Internet valuations: LinkedIn’s 109 per cent pop on its stock market debut last week shows investors are hungry for technology-style growth investments. That’s good news for firms hoping to go public, ranging from Russian search engine Yandex to Groupon. But pegging firms by their revenue potential is risky. Profits matter in the end.
Investors in new-to-market Internet firms are certainly baking in lots of growth. When profit is currently scarce or non-existent, that turns into heady multiples of revenue. LinkedIn is valued at $8.3 billion, or 34 times 2010 revenue. Social shopping site Groupon is valued at about $15 billion, or almost 20 times last year's sales, in gray market trading.
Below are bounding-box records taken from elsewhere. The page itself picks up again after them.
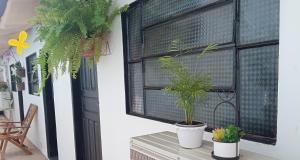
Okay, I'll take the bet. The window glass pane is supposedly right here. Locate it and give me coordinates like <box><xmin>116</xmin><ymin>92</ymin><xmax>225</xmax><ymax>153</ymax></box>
<box><xmin>129</xmin><ymin>63</ymin><xmax>144</xmax><ymax>114</ymax></box>
<box><xmin>239</xmin><ymin>46</ymin><xmax>278</xmax><ymax>137</ymax></box>
<box><xmin>240</xmin><ymin>0</ymin><xmax>279</xmax><ymax>44</ymax></box>
<box><xmin>145</xmin><ymin>90</ymin><xmax>235</xmax><ymax>127</ymax></box>
<box><xmin>144</xmin><ymin>4</ymin><xmax>233</xmax><ymax>55</ymax></box>
<box><xmin>143</xmin><ymin>0</ymin><xmax>216</xmax><ymax>26</ymax></box>
<box><xmin>145</xmin><ymin>49</ymin><xmax>234</xmax><ymax>88</ymax></box>
<box><xmin>128</xmin><ymin>5</ymin><xmax>142</xmax><ymax>60</ymax></box>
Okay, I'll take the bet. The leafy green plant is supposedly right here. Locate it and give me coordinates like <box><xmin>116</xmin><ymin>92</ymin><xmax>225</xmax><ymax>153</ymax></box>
<box><xmin>35</xmin><ymin>0</ymin><xmax>128</xmax><ymax>88</ymax></box>
<box><xmin>0</xmin><ymin>82</ymin><xmax>8</xmax><ymax>92</ymax></box>
<box><xmin>159</xmin><ymin>41</ymin><xmax>216</xmax><ymax>125</ymax></box>
<box><xmin>213</xmin><ymin>125</ymin><xmax>245</xmax><ymax>143</ymax></box>
<box><xmin>12</xmin><ymin>75</ymin><xmax>23</xmax><ymax>83</ymax></box>
<box><xmin>213</xmin><ymin>128</ymin><xmax>225</xmax><ymax>141</ymax></box>
<box><xmin>14</xmin><ymin>62</ymin><xmax>24</xmax><ymax>69</ymax></box>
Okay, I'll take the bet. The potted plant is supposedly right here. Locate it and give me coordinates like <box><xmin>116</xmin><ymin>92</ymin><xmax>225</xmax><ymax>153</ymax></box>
<box><xmin>159</xmin><ymin>45</ymin><xmax>216</xmax><ymax>148</ymax></box>
<box><xmin>35</xmin><ymin>0</ymin><xmax>128</xmax><ymax>88</ymax></box>
<box><xmin>13</xmin><ymin>75</ymin><xmax>25</xmax><ymax>91</ymax></box>
<box><xmin>14</xmin><ymin>62</ymin><xmax>25</xmax><ymax>77</ymax></box>
<box><xmin>212</xmin><ymin>125</ymin><xmax>245</xmax><ymax>160</ymax></box>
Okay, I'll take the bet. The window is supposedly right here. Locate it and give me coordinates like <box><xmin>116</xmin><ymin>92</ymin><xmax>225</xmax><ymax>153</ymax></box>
<box><xmin>9</xmin><ymin>64</ymin><xmax>17</xmax><ymax>92</ymax></box>
<box><xmin>122</xmin><ymin>0</ymin><xmax>279</xmax><ymax>144</ymax></box>
<box><xmin>26</xmin><ymin>53</ymin><xmax>39</xmax><ymax>95</ymax></box>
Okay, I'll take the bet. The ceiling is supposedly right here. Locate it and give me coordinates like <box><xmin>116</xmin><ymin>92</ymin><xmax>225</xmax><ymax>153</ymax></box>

And microblogging site Twitter is valued at $8.7 billion, or more than 150 times last year's revenue, in private transactions.
Sometimes there's an earnings multiple to back such revenue-based metrics. Yandex is a good example. At the top of the indicated price range for its planned initial public offering, the firm would be worth about $8 billion. That’s 18 times last year's sales. Yet the firm has a solid niche, with a two-thirds share of the Russian Internet search market, and profits are growing rapidly. At 60 times last year's earnings the shares would be more expensive than slower-growing Google, yet cheaper than faster-paced Chinese rival Baidu. That's rich, but defensible.
Some hot Internet properties, like Groupon, are now solidly in the black. But vanishingly small barriers to entry mean profit margins are likely to shrink. Others, such as LinkedIn, will surely struggle to generate the returns investors are implicitly expecting. Its market valuation is more than 500 times last year’s tiny profit. And while sales more than doubled in the first quarter from a year earlier, expenses grew even faster. Yet across the board, valuations seem to be pinned on every company becoming a Google in its market. But as became clear as the dot-com boom collapsed just over a decade ago, there are relatively few consistent winners — and that applies all the more to businesses that gain from the snowball effect of an expanding network.
The still-private Facebook is looking like one of those winners. And for several years, it simply wasn't possible to place a value on the company based on earnings, since it only produced sales. It now has net margins approaching 30 per cent. So revenue growth shouldn't be ignored. But to avoid the errors that brought the last tech bust, investors need to keep profits front of mind.